Approximately 4% of the reads derived from the mock E. coliH. sapiens library (EH-Mock) mapped to the E. coli reference (Table 5). TAGC plots generated for the CLC and the SOAPdenovo2 assemblies using all contigs revealed two clusters (Figure 8): a large cluster with read coverage between 1 and 500 and GC between 20 and 80%, and a small, well-defined cluster with coverage greater than 100 and GC between 40 and 60%. Contigs in the large cluster were annotated with BLAST matches from the taxonomic order Primates, and those in the smaller cluster were annotated with matches from the taxonomic order Enterobacteriales. Overall, ~4 and 3% of the raw reads mapped to the small cluster contigs in the CLC and SOAPdenovo2 assemblies, respectively (Table 5). TGAC plots generated from a subset of randomly selected contigs (5%) resolved SOAPdenovo2 contigs into Enterobacteriales and Primate-annotated clusters but failed to identify distinct but clusters among CLC contigs (Figure 9). 4.5% of reads mapping to the randomly selected SOAPdenovo2 contigs mapped to contigs annotated as Enterobacteriales, while this figure was only 0.04% for CLC contigs (Table 5).

Table 5.

Mapping statistics for the mock-contaminated E. coli-human genomic library.

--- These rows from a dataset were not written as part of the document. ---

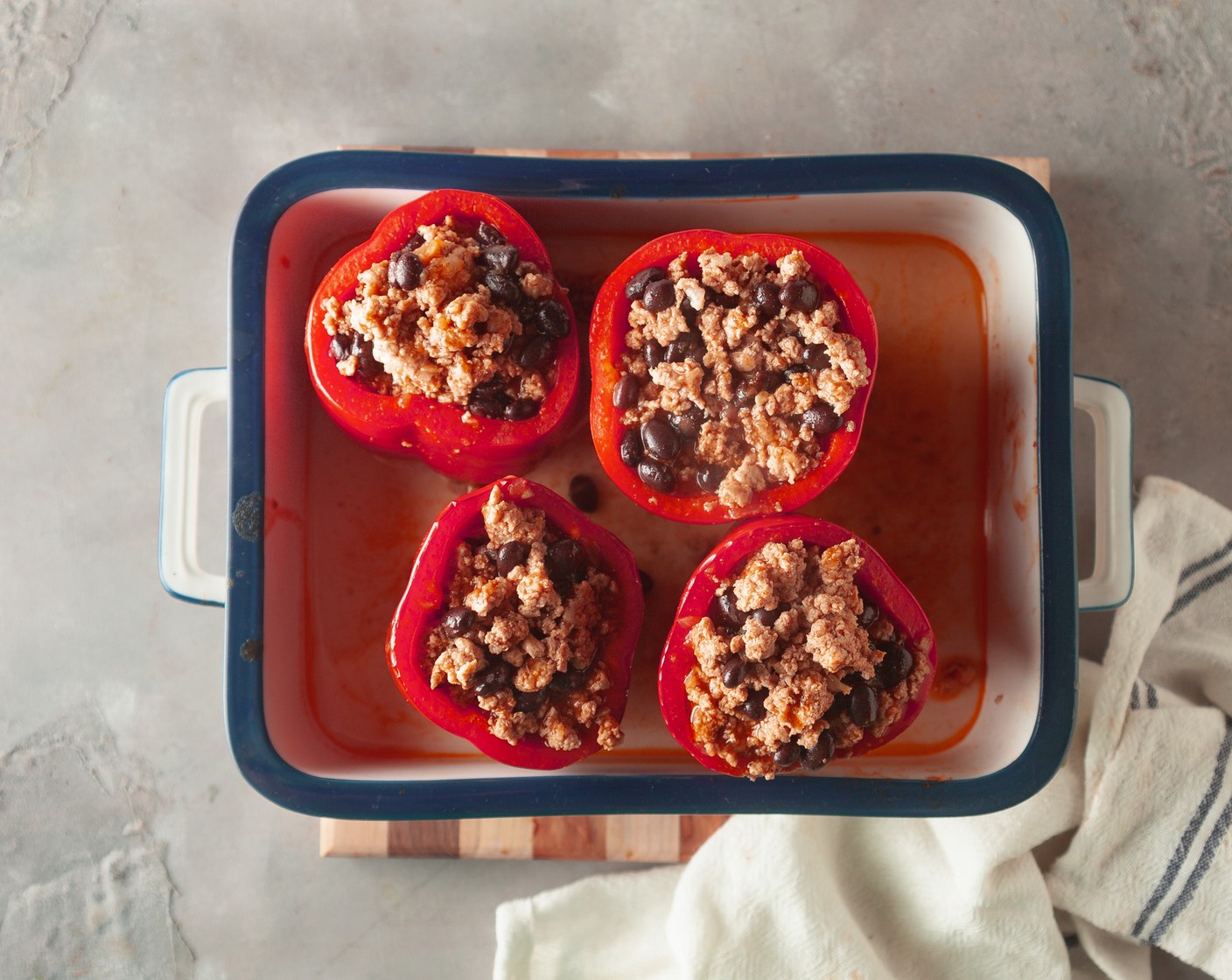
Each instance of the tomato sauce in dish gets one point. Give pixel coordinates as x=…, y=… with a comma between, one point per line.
x=917, y=491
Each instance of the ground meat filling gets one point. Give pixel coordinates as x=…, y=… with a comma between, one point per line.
x=455, y=316
x=794, y=665
x=734, y=377
x=528, y=614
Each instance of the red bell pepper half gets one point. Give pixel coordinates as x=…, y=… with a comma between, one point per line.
x=426, y=596
x=473, y=449
x=609, y=326
x=875, y=581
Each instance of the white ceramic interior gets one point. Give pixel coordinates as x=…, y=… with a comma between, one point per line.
x=990, y=234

Reference #Sequences Total bases %Reference bases #Reads mapped %Reads mapped*
ALIGNMENT TO ALL CONTIGS
Human hg19 25 3,157,607,875 100.00 258,647,575 91.23*
E.coli K12 MG1655 1 4,705,957 100.00 11,536,466 4.07*
CLC all contigs 2,316,927 2,081,896,905 65.83 224,568,185 79.21*
CLC contigs annotated as enterobacteriales 159 4,464,778 94.88 11,514,531 4.06*
CLC contigs annotated as primates 953,061 649,718,210 20.58 68,061,165 24.01*
SOAPdenovo2 all contigs 4,548,560 2,269,464,719 71.77 192,053,787 67.74*
SOAPdenovo2 contigs annotated as enterobacteriales 4869 3,579,938 76.07 8,421,772 2.97*
SOAPdenvo2 contigs annotated as primates 3,697,548 1,848,428,560 58.54 146,728,858 51.75*
ALIGNMENT TO 5% CONTIGS SELECTED AT RANDOM
CLC contigs in subset (5%) 115,846 104,264,699 - 15,840,263 5.59*
CLC contigs in subset (5%) annotated as enterobacteriales 4 2248 0.05 7073 0.04*
CLC contigs in subset (5%) annotated as primates 47,440 32,471,856 1.03 5,027,091 31.74**
SOAPdenovo2 contigs in subset (5%) 227,428 113,433,961 - 9,675,703 3.41**
SOAPdenovo2 contigs in subset (5%) annotated as enterobacteriales 227 184,821 3.93 435,254 4.5**
SOAPdenvo2 contigs in a subset (5%) annotated as primates 184,892 92,556,545 2.93 7,382,636 76.3**
*

Mapped reads is relative to the total number of reads generated from the library.

**

Mapped reads is relative to the total number of reads mapped to the subset (5%) of randomly selected contigs.

Figure 8.

Figure 8

Taxon-annotated GC-coverage (TAGC) plots for the mock-contaminated E. coli-human library. (A) TAGC-plot generated after alignment to the CLC assembly; (B) TAGC-plot generated after alignment to the SOAPdenovo2 assembly. Individual contigs are plotted based on GC (X axis) and read coverage (Y axis, logarithmic scale). Contigs are colored according to the taxonomic order of the best megablast match to the NCBI nt database (with E-value < 1e-50). Contigs without an annotated BLAST match are shown in gray.

Figure 9.

Figure 9

Taxon-annotated GC-coverage (TAGC) plots from a subset of randomly selected contigs for the mock-contaminated E. coli-human library. (A) TAGC-plot generated after alignment to a random subset of contigs (5) from CLC assembly; (B) TAGC-plot generated after alignment to to a random subset of contigs (5) from the SOAPdenovo2 assembly. Individual contigs are plotted based on GC (X axis) and read coverage (Y axis, logarithmic scale). Contigs are colored according to the taxonomic order of the best megablast match to the NCBI nt database (with E-value < 1e-50). Contigs without an annotated BLAST match are shown in gray.

Discussion

We have described a rapid assembly and QC protocol that permits robust estimation of a number of key QC metrics (duplication rates and library insert sizes) in the absence of a high quality reference genome. We tested the performance of this protocol by comparing QC metrics derived from analyses against the unoptimized assemblies to those derived from mapping to reference assemblies, using E. coli, A. thaliana, and H. sapiens raw data. Because speed is essential within a production environment, we currently use CLC to generate preliminary assemblies in our current QC pipeline. To test our strategy using open-source software, we also included SOAPdenovo2 as it is widely used and can assemble larger genomes using significantly reduced time and memory relative to other assemblers (Li et al., 2010). We recognize that other assembly tools may give different results in this context but we note that comparing our results across a range of assemblers is outside the scope of this study focused on describing methodology established and routinely used in our facility.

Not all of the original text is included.